We already knew that the film was going to focus on villain Apocalypse, an ancient mutant (take a look at our ranking of the character canon) with reality-altering powers (as shown by the post-credits tease at the end of ‘Days Of Future Past’), and Kinberg has previously said that the film will be closer to a “disaster movie” than the time-jumping antics of the last picture, and that it’ll be set in the 1980s, after the 60s and 70s settings of the first two. But in an interview with screenwriting podcast supremo Jeff Goldsmith (via Comic Book Movie), Kinberg has got more specific, and said that the new movie will be set in 1983.
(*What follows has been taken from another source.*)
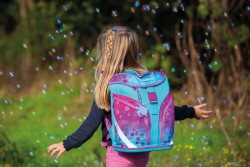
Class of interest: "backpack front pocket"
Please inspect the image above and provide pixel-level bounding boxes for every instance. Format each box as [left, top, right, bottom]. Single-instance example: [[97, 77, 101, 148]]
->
[[112, 94, 151, 148], [159, 93, 175, 145]]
Now, for some franchises, this wouldn’t be hugely important, but the exact date of the setting of “First Class” (1962) and “Days Of Future Past” (1973) turned out to be important to the films’ plotlines: the climax of the latter took place during the Cuban Missile Crisis, the latter included a key sequence set at the Paris Peace Accords, and one can assume that the meld of history and fiction will continue here. So what can we glean about ‘Apocalypse’ from the year in which it’s set?
Well, if we were take the ‘disaster movie’ line literally, the film could end up featuring the earthquake and tsunami in Japan that killed over a hundred people, or Hurricane Alicia in Texas, which killed twenty two. Or if we were to see the film keeping closer to ‘First Class,’ the arrest of Nazi war criminal Klaus Barbie in Bolivia might be a plot point. But neither quite sound right, especially as 1983 saw, arguably for the last time, the Cold War ramping up: the Strategic Defense Initiative (also known as ‘Star Wars’) was unveiled in March, while September saw a Korean plane be shot down by the Soviet air force, killing all on board, including a U.S. congressman, and two terrible cases of nuclear brinksmanship before the end of the year too. We’d wager that whatever chaos Apocalypse is causing, it ends up causing conflict between the U.S. and the Soviet Union at the some time. Or perhaps the plot figures into the internet, which ‘officially’ came into existence on January 1st that year?
Or perhaps it’s just because it takes place ten years after the film. “X-Men: Apocalypse” hits theaters on May 27th, 2016.